Norman Moonbloom est un rêveur qui n'a jamais réussi à aller au bout des choses. Après des études avortées, il se voit confier par son frère autoritaire un poste de gérant de plusieurs immeubles à New York, pour la plupart défraîchis et sur le point de s'écrouler. D'un air distrait et distant, il fait la tournée des locataires pour récolter ses précieux loyers. Mais alors que la mission semble des plus simples, il va devoir se confronter à l'intimité des autres. Et les personnages qui peuplent ces appartements sont hauts en couleur. Il y a Karloff, un Juif d'Europe centrale centenaire qui a choisi de vivre dans la crasse et de boire pour oublier. Stan Katz, le joueur de trompette blanc qui partage un appartement avec Sidone, un batteur noir homosexuel - les deux font la bringue à défaut de faire la paire. Des familles étriquées, des couples qui se disputent à coups de jets de bouteilles, des professeurs alcooliques qui récitent du T.S. Eliot en conspuant la société. Sans parler de leurs récriminations constantes : réparer ceci, réparer cela, boucher ce trou, repeindre, remplacer, vider...
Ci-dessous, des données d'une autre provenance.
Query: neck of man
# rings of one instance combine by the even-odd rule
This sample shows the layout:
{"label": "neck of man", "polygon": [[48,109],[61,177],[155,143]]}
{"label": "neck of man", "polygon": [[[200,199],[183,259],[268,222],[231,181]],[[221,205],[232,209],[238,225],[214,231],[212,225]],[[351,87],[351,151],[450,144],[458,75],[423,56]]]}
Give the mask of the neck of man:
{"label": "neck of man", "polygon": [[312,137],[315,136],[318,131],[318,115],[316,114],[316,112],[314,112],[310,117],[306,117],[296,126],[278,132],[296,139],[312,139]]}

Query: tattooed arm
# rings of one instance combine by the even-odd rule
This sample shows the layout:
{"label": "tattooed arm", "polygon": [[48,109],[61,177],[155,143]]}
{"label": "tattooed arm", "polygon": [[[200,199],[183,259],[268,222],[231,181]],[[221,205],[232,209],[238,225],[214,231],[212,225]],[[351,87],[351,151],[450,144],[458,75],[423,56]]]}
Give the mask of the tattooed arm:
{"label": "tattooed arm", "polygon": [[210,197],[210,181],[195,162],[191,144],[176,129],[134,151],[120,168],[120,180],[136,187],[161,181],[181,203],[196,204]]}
Emergeant peu à peu de sa léthargie, c'est plein d'entrain et de façon frénétique qu'il va alors tenter de remettre à neuf ces immeubles et de rafistoler ces êtres bosselés, et prendre du même coup conscience de sa propre existence. Edward Lewis Wallant nous entraîne avec Moonbloom au coeur d'un microcosme grouillant de vies qui, à la façon d'un Georges Perec dans La Vie mode d'emploi, dresse un tableau de la comédie humaine drôle et émouvant.
Quelqu'un avait gravé dans l'enduit du mur le mot « Empereurs » à côté d'un vieux dessin déjà couleur de rouille représentant les parties génitales de l'homme et de la femme. Avec un soupir, il leva les yeux vers le plafond de la cabine. De partout, les bruits de la vie de l'immeuble lui parvenaient atténués, comme lorsqu'on observe des choses qui bougent sous la glace nouvellement formée. « Le loyer, dit-il sans aucune intonation particulière quand le jeune homme à l'air anémique ouvrit la porte.
- Ah ouais, une minute, lui répondit Lester en le faisant à moitié entrer tandis qu'il remettait en place les crans de sa frange. Tante Min, c'est le loyer, lança-t-il par-dessus son épaule.
- Toujours quand je suis occupée, grommela Minna ; son visage poupin était marbré et paraissait tout mou sous la poudre et le maquillage. Entrez, entrez. Asseyez-vous. Va falloir que j'aille chercher le... » Elle emporta le reste de sa phrase avec elle dans la chambre à coucher tandis que sa soeur Eva sortait de la cuisine, un torchon à la main.